🤖 AI Summary
This study addresses why overfitting can be avoided even when validation sets are repeatedly used for adaptive model selection. From an information bottleneck perspective, it presents the first empirical validation of the “compressibility implies generalization” hypothesis within automated machine learning agents. Employing a dual-agent architecture—comprising an explorer and a replicator—the work demonstrates across eight multimodal datasets (spanning tabular, vision, language, diffusion, and reward modeling tasks) that successful strategies exhibit low description length, with performance largely preserved under extreme compression of both outputs (via ultra-short prompts) and inputs (via 1-bit feedback). In contrast, when overfitting is artificially induced, short prompts fail to reproduce results, indicating that low-complexity strategy spaces are crucial for generalization. The causal link between compressibility and overfitting is further substantiated through a designed falsifiable experiment.
📝 Abstract
Reusing a held-out benchmark adaptively should, in principle, invite overfitting. Yet benchmark-driven machine learning (ML) has produced surprisingly little overfitting in practice. An attractive hypothesis is that successful ML strategies are highly compressible.
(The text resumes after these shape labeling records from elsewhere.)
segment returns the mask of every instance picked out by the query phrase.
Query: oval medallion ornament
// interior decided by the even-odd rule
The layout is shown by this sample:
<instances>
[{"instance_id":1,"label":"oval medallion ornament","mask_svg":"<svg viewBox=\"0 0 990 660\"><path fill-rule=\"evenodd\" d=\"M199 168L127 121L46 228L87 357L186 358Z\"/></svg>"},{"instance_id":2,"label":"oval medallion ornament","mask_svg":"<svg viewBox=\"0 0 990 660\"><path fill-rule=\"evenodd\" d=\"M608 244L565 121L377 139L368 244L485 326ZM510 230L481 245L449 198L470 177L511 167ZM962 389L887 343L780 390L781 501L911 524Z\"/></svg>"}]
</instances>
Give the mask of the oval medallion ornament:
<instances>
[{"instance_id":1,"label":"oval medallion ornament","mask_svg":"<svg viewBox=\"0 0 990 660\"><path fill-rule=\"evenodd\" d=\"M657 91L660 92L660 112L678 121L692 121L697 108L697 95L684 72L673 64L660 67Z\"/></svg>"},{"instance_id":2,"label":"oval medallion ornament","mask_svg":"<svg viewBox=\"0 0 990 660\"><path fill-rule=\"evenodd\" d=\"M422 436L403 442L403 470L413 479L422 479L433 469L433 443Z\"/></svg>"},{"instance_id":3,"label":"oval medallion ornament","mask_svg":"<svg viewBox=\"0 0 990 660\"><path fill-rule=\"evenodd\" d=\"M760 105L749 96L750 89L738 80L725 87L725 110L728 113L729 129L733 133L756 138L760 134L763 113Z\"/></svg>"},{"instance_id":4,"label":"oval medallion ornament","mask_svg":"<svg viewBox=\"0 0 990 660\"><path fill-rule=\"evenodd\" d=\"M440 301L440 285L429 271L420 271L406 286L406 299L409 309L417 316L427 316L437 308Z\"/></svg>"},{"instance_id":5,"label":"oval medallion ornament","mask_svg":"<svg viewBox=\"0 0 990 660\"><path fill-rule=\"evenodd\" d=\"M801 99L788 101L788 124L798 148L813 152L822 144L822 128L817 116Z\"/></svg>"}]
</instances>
We study this in the setting of LLM-driven research agents, where the hypothesis becomes directly testable via two complementary information bottlenecks. In \emph{output compression}, an exploration agent adaptively searches for high-performance models using a validation set, and we test whether a fresh ``reproducer agent'' can reproduce its performance given only an extremely short prompt and the training data. In \emph{input compression}, the explorer receives only one-bit feedback indicating whether each submitted model improves on the running best. Across 8 datasets spanning tabular classification, vision, language modeling, diffusion modeling, and reward modeling, we find that these bottlenecks have little effect on performance: short prompts and compressible feedback are sufficient to reproduce and find high-performance models. The hypothesis is falsifiable: when we deliberately induce validation-set overfitting, the results fail to reproduce with short prompts. Taken together, our results support a description-length explanation for the lack of overfitting in benchmark-driven ML: successful strategies occupy a low-complexity region of strategy space.